For the inequality to hold, we'll have to impose the following:
(m-1) > 0, for the function to be convex and m - 1 different from 0, for the function to keeps it's order.
If the quadratic function is positive for any real value of x, then the graph of the function is entirely above x axis. That means that the quadratic function is not cancelling for any real value of x.

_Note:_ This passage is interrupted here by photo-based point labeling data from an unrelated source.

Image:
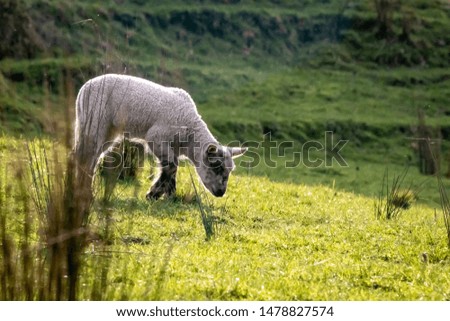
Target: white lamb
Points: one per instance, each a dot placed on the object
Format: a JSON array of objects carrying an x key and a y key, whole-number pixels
[{"x": 166, "y": 118}]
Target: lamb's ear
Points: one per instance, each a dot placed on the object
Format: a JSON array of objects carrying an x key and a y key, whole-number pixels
[
  {"x": 237, "y": 151},
  {"x": 212, "y": 149}
]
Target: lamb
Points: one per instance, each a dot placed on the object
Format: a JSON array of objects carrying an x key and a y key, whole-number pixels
[{"x": 166, "y": 118}]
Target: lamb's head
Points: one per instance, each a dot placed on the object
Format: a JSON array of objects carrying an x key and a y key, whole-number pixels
[{"x": 216, "y": 166}]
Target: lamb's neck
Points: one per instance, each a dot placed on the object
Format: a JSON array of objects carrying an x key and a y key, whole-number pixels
[{"x": 199, "y": 139}]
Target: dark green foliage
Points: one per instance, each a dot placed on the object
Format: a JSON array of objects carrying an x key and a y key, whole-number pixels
[{"x": 19, "y": 39}]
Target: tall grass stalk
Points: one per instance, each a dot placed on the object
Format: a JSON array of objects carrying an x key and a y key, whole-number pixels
[{"x": 208, "y": 220}]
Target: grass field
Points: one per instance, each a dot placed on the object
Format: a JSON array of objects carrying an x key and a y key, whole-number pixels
[
  {"x": 295, "y": 224},
  {"x": 271, "y": 241}
]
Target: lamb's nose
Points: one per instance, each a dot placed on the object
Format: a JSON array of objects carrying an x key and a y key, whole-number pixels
[{"x": 219, "y": 192}]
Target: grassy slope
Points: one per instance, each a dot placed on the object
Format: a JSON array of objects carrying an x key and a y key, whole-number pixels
[
  {"x": 273, "y": 241},
  {"x": 283, "y": 233}
]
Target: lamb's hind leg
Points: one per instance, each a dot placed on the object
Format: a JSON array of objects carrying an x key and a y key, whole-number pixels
[{"x": 166, "y": 183}]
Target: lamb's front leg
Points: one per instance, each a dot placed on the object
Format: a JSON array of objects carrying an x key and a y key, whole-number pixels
[{"x": 166, "y": 183}]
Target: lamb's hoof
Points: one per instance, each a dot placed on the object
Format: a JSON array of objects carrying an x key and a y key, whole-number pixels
[{"x": 152, "y": 196}]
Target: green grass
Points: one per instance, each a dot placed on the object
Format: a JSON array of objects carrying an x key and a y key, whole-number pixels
[
  {"x": 273, "y": 241},
  {"x": 280, "y": 233}
]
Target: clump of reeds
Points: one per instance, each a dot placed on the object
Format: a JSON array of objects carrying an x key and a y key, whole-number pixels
[{"x": 394, "y": 198}]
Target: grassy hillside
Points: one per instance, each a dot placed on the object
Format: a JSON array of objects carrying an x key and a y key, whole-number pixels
[
  {"x": 271, "y": 241},
  {"x": 276, "y": 76}
]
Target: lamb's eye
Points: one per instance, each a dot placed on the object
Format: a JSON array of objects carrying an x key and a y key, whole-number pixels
[{"x": 216, "y": 162}]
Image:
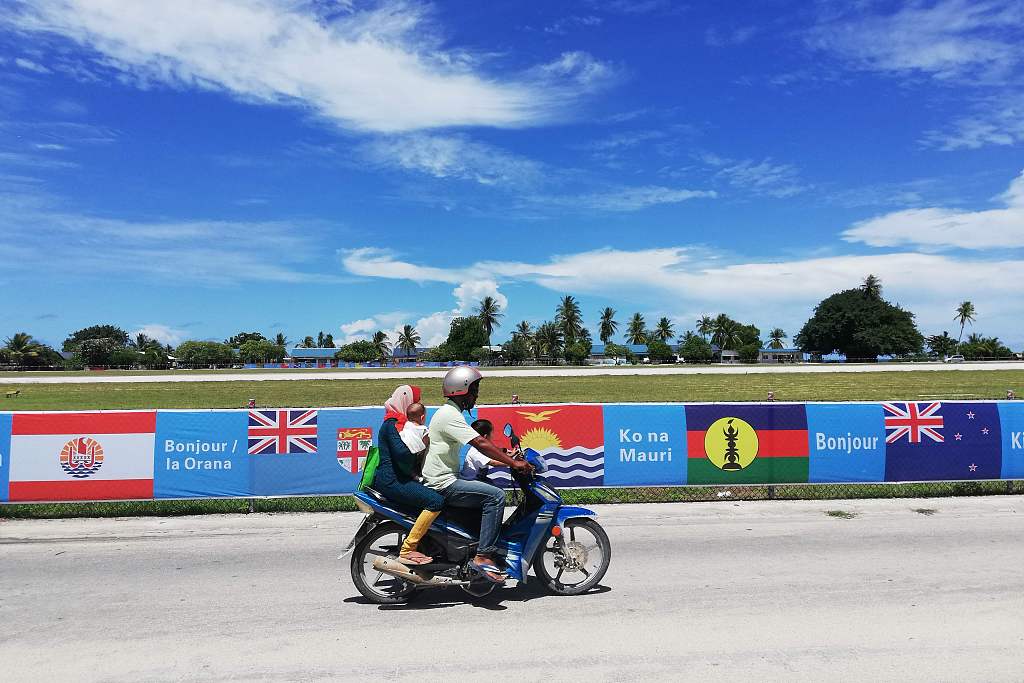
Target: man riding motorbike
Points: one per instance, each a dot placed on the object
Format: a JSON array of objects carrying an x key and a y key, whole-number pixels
[{"x": 449, "y": 432}]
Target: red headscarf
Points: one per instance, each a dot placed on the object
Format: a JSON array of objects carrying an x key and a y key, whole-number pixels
[{"x": 398, "y": 403}]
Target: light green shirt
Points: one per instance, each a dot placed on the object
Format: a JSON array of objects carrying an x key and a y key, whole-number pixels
[{"x": 449, "y": 432}]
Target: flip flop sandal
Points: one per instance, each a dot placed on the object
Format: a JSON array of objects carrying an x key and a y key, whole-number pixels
[{"x": 488, "y": 571}]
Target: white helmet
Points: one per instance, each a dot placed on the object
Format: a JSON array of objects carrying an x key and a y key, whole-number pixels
[{"x": 457, "y": 380}]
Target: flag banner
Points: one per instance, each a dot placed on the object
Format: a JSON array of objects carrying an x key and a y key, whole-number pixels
[
  {"x": 1012, "y": 426},
  {"x": 569, "y": 437},
  {"x": 202, "y": 454},
  {"x": 747, "y": 443},
  {"x": 128, "y": 455},
  {"x": 935, "y": 440},
  {"x": 847, "y": 442},
  {"x": 644, "y": 445},
  {"x": 4, "y": 455},
  {"x": 289, "y": 468},
  {"x": 81, "y": 456}
]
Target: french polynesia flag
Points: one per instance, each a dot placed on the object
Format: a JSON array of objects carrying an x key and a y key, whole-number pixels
[{"x": 82, "y": 456}]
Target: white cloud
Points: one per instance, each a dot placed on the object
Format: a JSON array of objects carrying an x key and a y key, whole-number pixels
[
  {"x": 938, "y": 227},
  {"x": 382, "y": 70},
  {"x": 162, "y": 333},
  {"x": 948, "y": 39}
]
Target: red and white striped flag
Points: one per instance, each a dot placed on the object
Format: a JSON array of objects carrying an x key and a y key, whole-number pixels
[{"x": 82, "y": 456}]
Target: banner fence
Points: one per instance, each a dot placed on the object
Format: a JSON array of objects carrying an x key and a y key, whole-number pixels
[{"x": 263, "y": 452}]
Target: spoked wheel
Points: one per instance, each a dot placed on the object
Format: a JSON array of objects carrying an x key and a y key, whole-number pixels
[
  {"x": 576, "y": 561},
  {"x": 377, "y": 586}
]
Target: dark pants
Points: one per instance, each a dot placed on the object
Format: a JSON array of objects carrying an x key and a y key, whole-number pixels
[{"x": 478, "y": 496}]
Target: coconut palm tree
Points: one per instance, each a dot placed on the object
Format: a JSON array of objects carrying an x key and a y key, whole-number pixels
[
  {"x": 608, "y": 325},
  {"x": 664, "y": 331},
  {"x": 706, "y": 326},
  {"x": 965, "y": 313},
  {"x": 637, "y": 333},
  {"x": 568, "y": 317},
  {"x": 381, "y": 345},
  {"x": 871, "y": 287},
  {"x": 22, "y": 348},
  {"x": 489, "y": 313},
  {"x": 409, "y": 339}
]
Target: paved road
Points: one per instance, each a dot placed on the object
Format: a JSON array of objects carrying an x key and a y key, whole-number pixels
[
  {"x": 258, "y": 376},
  {"x": 748, "y": 591}
]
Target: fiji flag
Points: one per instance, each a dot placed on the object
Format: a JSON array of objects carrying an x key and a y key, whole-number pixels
[{"x": 933, "y": 440}]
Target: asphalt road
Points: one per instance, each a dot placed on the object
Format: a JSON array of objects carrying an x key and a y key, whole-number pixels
[
  {"x": 739, "y": 591},
  {"x": 263, "y": 376}
]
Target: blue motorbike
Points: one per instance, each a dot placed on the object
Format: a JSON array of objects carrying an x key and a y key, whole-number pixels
[{"x": 566, "y": 548}]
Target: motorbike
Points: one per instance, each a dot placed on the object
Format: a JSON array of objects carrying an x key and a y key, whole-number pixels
[{"x": 564, "y": 546}]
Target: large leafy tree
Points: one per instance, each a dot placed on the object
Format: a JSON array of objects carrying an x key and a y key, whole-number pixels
[
  {"x": 489, "y": 313},
  {"x": 608, "y": 326},
  {"x": 965, "y": 313},
  {"x": 637, "y": 332},
  {"x": 859, "y": 326}
]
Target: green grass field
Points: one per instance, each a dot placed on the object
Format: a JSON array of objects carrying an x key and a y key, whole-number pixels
[{"x": 787, "y": 386}]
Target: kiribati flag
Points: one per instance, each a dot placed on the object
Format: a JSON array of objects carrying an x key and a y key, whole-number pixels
[
  {"x": 932, "y": 440},
  {"x": 744, "y": 443},
  {"x": 569, "y": 437}
]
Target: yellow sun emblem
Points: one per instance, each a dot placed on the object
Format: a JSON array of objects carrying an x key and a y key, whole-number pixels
[{"x": 541, "y": 439}]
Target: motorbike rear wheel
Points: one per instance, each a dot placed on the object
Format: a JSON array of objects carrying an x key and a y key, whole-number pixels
[
  {"x": 376, "y": 586},
  {"x": 574, "y": 561}
]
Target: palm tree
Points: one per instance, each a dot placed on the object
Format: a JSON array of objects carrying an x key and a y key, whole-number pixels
[
  {"x": 569, "y": 318},
  {"x": 489, "y": 313},
  {"x": 871, "y": 287},
  {"x": 381, "y": 344},
  {"x": 965, "y": 313},
  {"x": 637, "y": 333},
  {"x": 22, "y": 347},
  {"x": 664, "y": 331},
  {"x": 608, "y": 325},
  {"x": 706, "y": 326},
  {"x": 409, "y": 339}
]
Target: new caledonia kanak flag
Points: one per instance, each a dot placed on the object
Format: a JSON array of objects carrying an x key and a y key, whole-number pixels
[{"x": 744, "y": 443}]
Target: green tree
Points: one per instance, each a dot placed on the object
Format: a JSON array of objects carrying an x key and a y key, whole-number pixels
[
  {"x": 664, "y": 331},
  {"x": 568, "y": 317},
  {"x": 860, "y": 327},
  {"x": 238, "y": 340},
  {"x": 357, "y": 351},
  {"x": 118, "y": 337},
  {"x": 608, "y": 326},
  {"x": 965, "y": 313},
  {"x": 637, "y": 333},
  {"x": 489, "y": 313}
]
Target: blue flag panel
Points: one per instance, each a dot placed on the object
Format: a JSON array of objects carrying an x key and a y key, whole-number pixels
[
  {"x": 934, "y": 440},
  {"x": 201, "y": 455},
  {"x": 847, "y": 442},
  {"x": 644, "y": 445},
  {"x": 5, "y": 421},
  {"x": 1012, "y": 419}
]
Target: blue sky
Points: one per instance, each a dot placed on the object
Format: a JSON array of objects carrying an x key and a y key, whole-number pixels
[{"x": 194, "y": 169}]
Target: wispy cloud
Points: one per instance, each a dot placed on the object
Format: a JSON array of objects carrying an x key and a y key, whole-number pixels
[
  {"x": 933, "y": 228},
  {"x": 383, "y": 69}
]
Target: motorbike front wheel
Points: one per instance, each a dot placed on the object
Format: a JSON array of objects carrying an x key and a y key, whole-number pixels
[
  {"x": 376, "y": 586},
  {"x": 574, "y": 561}
]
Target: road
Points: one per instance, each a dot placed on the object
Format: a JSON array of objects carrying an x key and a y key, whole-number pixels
[
  {"x": 699, "y": 591},
  {"x": 263, "y": 376}
]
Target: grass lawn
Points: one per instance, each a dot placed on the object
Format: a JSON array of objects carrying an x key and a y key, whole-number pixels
[{"x": 787, "y": 386}]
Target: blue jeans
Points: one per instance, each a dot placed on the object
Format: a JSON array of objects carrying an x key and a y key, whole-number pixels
[{"x": 479, "y": 496}]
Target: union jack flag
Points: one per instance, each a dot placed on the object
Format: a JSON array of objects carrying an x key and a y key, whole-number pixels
[
  {"x": 282, "y": 431},
  {"x": 913, "y": 421}
]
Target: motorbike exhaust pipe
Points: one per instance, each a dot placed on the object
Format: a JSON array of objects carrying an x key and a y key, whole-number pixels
[{"x": 393, "y": 567}]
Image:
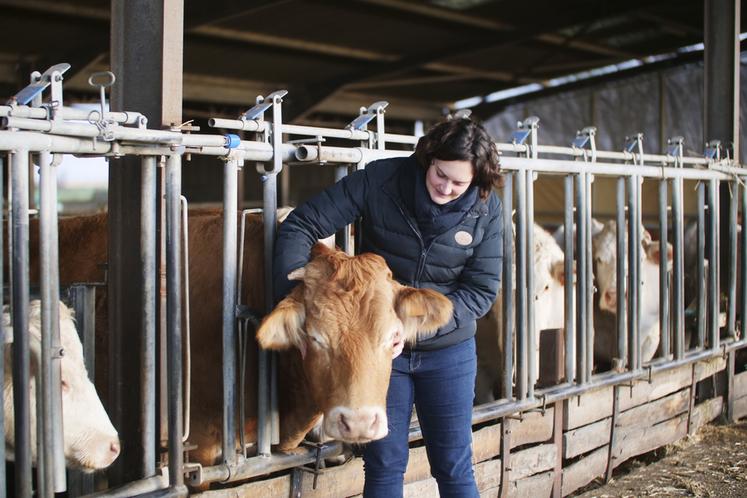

For this reason, the discriminant of the function is positive.
delta = b^2 - 4ac
a,b,c are the coefficients of the quadratic.
a = (m-1) , b = -(m+1) , c = (m+1)
delta = (m+1)^2 - 4(m-1)(m+1)
delta = m^2 + 2m + 1 - 4(m^2 - 1)
delta = m^2 + 2m + 1 - 4m^2 + 4
delta = -3m^2 + 2m + 5
We'll impose the constraint for delta to be positive:
-3m^2 + 2m + 5 > 0
3m^2 - 2m - 5 < 0
m1 = [2+sqrt(4 + 60)]/6
m1 = (2+8)/6
m1 = 10/6
m1 = 5/3
m2 = -1
Delta is negative if m is in the interval (-1 , 10/6).
But, to respect the constraint for the function to be convex (y has to be above x axis), m-1>0 => m>1.
The common interval of possible values of m is: (1 , 10/6).